The news couldn't be better for its non-traditional releases, though. Consumers turned toward the Twisted Tea and Truly hard seltzer franchises during the pandemic's early days. Sales gains spiked at retailers, management said, and in both cases accelerated beyond the blistering rate set in the second quarter.

In fact, Boston Beer estimates that Truly is the only established hard seltzer brand to have gained market share so far in 2020. That success allowed overall depletions to accelerate to 46% from 32% in Q1. Constellation Brands, by comparison, recently posted 6% depletion growth.

Odds and ends

It wasn't all good news in this report. Boston Beer endured spiking costs related to its shift toward using third-party brewers to relieve manufacturing output challenges. COVID-19 restrictions amplified that impact, which helped push gross profit margin down to 46.4% of sales from 49.9% a year ago.

Boston Beer is also struggling to satisfy basic demand from many of its retailing partners. "We have been experiencing out of stocks," CEO Dave Burwick said in a press release, "and we expect wholesaler inventories to remain very tight for the rest of the summer." The inventory pressure will result in some lost sales opportunities. 

Looking ahead

That production issue might open the door to hard seltzer challengers like Constellation Brands' Corona brand or Molson Coors' new Vizzy franchise. But Boston Beer believes it can continue winning market share in this growing category even as more competition floods the niche, just as it has done over the last six months.

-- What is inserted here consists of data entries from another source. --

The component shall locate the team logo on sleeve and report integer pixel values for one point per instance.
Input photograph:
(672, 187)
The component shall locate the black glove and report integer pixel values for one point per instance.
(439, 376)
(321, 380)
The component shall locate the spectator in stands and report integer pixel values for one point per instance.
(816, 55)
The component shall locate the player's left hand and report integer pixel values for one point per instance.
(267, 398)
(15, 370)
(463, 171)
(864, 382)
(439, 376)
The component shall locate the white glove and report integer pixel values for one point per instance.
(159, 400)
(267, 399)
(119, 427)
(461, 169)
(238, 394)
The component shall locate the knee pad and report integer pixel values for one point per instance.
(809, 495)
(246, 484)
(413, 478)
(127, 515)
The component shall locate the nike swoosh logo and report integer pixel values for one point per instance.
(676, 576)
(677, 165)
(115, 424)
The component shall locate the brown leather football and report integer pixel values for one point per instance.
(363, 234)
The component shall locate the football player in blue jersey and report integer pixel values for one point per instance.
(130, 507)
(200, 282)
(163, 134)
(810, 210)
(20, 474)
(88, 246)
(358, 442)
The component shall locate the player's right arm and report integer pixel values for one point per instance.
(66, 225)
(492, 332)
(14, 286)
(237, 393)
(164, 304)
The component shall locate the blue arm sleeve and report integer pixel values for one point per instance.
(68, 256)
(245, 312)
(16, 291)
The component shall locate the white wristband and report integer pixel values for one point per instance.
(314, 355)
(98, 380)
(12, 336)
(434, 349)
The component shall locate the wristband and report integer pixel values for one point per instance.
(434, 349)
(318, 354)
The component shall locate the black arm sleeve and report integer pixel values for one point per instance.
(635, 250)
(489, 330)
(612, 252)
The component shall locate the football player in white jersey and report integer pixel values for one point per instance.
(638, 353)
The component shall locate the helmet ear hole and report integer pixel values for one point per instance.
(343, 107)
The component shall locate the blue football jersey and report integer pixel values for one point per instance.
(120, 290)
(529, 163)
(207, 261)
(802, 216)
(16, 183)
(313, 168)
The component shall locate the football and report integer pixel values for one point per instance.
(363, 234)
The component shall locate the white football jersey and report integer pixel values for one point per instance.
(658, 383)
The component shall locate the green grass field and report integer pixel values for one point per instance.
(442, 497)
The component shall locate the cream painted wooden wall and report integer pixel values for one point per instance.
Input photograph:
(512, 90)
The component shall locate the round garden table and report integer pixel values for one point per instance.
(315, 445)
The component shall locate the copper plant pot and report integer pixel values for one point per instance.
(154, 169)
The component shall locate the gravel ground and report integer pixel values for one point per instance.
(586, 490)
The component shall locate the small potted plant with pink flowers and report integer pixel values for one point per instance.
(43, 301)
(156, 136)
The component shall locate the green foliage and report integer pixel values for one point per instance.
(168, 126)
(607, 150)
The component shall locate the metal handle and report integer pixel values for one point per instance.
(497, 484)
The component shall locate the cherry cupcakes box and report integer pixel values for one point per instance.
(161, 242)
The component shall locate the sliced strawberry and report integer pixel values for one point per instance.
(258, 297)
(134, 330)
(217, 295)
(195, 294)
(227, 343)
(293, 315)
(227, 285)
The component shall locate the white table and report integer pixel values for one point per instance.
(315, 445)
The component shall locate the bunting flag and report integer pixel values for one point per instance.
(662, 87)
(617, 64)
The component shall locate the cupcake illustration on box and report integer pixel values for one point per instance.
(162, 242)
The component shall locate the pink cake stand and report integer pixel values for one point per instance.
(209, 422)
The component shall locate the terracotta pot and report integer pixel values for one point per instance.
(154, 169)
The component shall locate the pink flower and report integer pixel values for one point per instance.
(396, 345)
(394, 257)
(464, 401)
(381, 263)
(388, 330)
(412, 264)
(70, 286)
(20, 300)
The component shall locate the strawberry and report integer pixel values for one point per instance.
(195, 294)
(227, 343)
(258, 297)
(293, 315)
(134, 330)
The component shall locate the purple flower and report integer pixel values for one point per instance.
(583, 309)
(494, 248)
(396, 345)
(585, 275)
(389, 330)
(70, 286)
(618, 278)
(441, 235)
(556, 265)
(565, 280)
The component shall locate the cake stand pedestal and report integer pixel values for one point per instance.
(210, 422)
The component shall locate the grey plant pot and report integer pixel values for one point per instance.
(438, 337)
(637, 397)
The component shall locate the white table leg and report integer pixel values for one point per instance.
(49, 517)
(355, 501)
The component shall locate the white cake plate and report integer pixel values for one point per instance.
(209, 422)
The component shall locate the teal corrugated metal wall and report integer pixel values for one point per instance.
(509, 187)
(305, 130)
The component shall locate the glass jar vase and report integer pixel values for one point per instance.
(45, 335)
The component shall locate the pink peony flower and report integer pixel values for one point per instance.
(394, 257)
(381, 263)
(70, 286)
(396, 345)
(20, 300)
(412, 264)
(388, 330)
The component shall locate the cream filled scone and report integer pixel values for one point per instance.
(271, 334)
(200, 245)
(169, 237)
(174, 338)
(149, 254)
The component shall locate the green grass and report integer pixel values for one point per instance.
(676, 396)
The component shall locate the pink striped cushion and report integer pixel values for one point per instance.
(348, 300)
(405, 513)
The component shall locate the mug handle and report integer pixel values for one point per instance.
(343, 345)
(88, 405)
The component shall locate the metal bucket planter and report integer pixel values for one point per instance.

Management is putting some serious resources behind that goal, with plans to significantly scale up advertising for the Truly and Twisted Tea brands through the end of 2020. This initiative will further pressure profitability over the short term, but should generate strong overall returns.

Meanwhile, the consumer staples specialist isn't abandoning Samuel Adams or Angry Orchard and still believes in the long-term potential of these valuable franchises. But its clear that some of its other brands are resonating more with consumers in an era of decreased on-premises drinking occasions.